Eine weitere Komplikation ist das Ekzema herpeticatum, eine massive, großflächige Aussaat von Herpesbläschen auf der Haut von Personen mit Ekzemneigung wie der Neurodermitits oder mit schweren Allgemeinerkrankungen. Diese großflächige Aussaat erfolgt durch Autoinokkulation (Selbstübertragung) von einem Herpes-simplex z. B. im Bereich der Lippen oder durch Heteroinokkulation über Kontaktpersonen mit einer Herpes-simplex-Infektion. Das Ekzema herpeticatum ist eine Erkrankung mit teils starkem Juckreiz, schmerzhaften Lymphknotenschwellungen und hohem Fieber. Diese Symptome erfordern eine innerliche und häufig auch eine stationäre Behandlung.

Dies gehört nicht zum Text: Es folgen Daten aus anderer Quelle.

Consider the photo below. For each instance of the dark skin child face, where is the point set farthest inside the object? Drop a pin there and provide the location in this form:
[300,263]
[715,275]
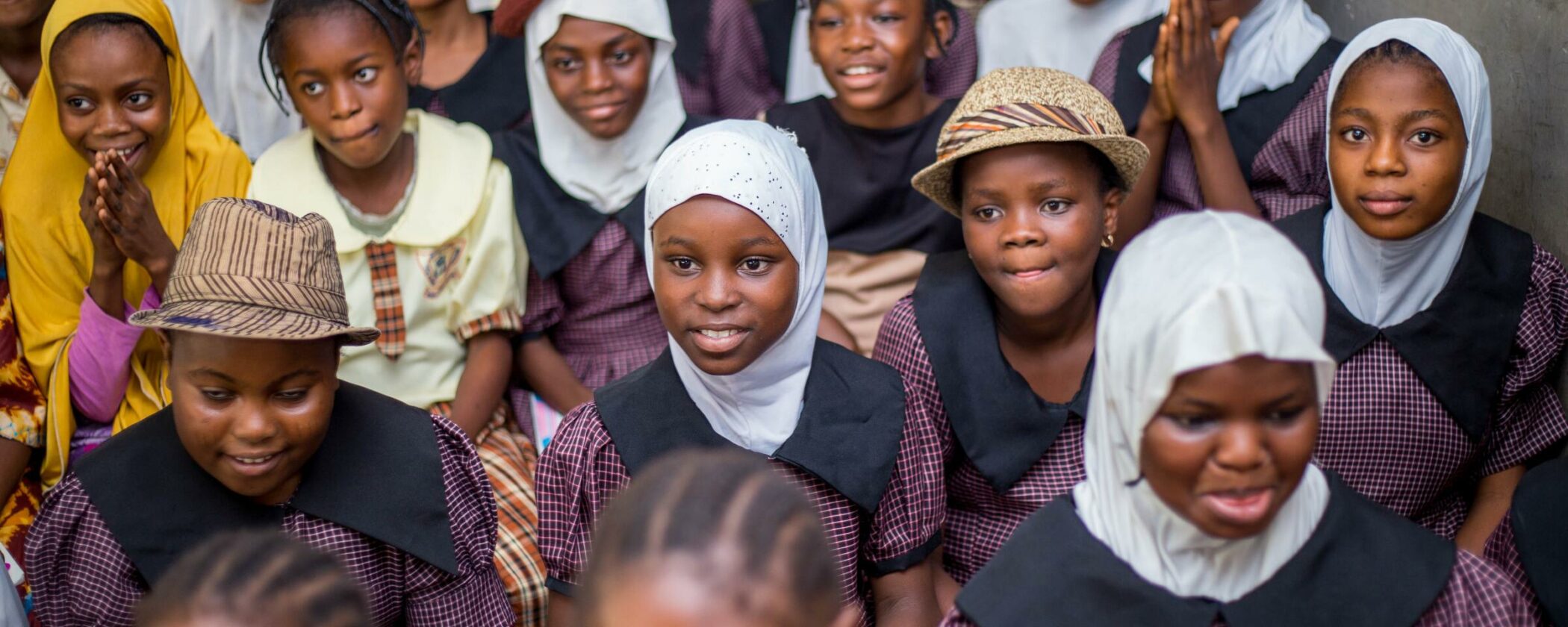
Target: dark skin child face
[1231,443]
[874,52]
[349,84]
[1033,218]
[1396,148]
[252,413]
[725,283]
[600,74]
[113,95]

Zur Behandlung werden bei Erstinfektionen oder schweren Verläufen systemisch (innerlich) virushemmende Medikamente wie Aciclovir, Brivudin, Famciclovir, Foscarnet oder Valaciclovir eingesetzt. Bei umschriebenen, unkomplizierten Fällen wirken die lokale Anwendung von virushemmenden Salben ( 6x täglich) in den ersten vier Tagen, das heißt in der Phase der aktiven Virusvermehrung, krankheitsverkürzend. Bewährt haben sich die Wirkstoffe Aciclovir, Foscarnet, Idoxuridin, Penciclovir, Tromantadin, Vidarabin. Eine ähnliche Wirkung wird auch dem Zinksulfat zugeschrieben. Bei mehr als 6 bis 8 Rückfällen eines Herpes simplex im Jahr (Herpes simplex recidivans) wird eine bis zu 1 Jahr dauernde Prophylaxe mit virushemmenden Medikamenten innerlich durchgeführt. Auch alternativmedizinische Ansätze wie Eigenblutinjektionen und Akupunktur bringen manchmal Erfolge beim rezidivierenden Herpes simplex.